Australia’s corporate watchdog Asic commented on this at the recent AFR ESG Summit in Sydney recently. The firm’s chair Joseph Longo said: ‘Domestically, we’ve observed some commentators and firms saying, in effect, “we have such a good ESG policy, but we can’t say anything about it because the regulators won’t let us.”’
He added: ‘The reality is the critics are right: this kind of response is just another form of greenwashing; an attempt to garner a “green halo” effect without having to do the work.’
And, of course, greenhushing affects the people buying the products: we should be able to make informed decisions about where we’re spending our money.
Ultimately, companies remaining quiet about climate change won’t help incite change. The aforementioned South Pole report called the trend ‘concerning’, citing the fact that companies have the power to inspire others and change mindsets.

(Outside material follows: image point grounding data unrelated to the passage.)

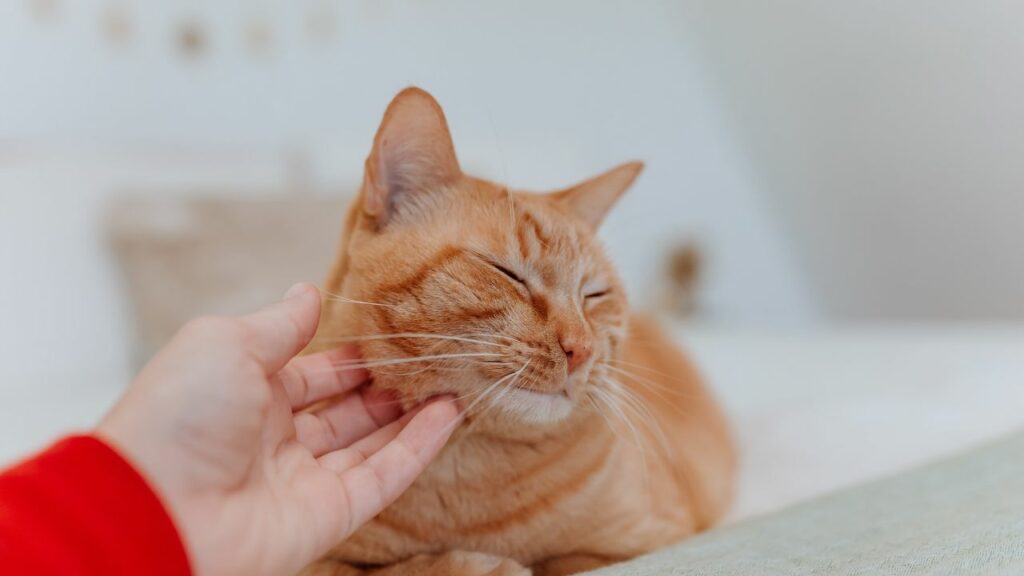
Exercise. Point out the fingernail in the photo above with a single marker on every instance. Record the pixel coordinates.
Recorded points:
(296, 290)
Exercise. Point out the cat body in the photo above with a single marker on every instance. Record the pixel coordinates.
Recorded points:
(588, 437)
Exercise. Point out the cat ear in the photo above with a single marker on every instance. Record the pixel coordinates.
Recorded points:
(413, 154)
(591, 200)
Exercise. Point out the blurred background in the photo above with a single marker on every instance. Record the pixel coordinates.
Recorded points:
(832, 188)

Sustainable lifestyle coach Lucy Johnson highlighted this in a recent column: ‘What we’re seeing around the world is that as more people adopt a more sustainable life, they normalise this way of living for others around them, which increases the rate of adoption in what’s known as the ripple effect. Think of it a bit like behavioural contagion.’
As South Pole CEO Renat Heuberger said in a statement: ‘The speed at which we are overshooting our planetary boundaries is mind-blowing. More than ever we need the companies making progress on sustainability to inspire their peers to make a start. This is impossible if progress is happening in silence.’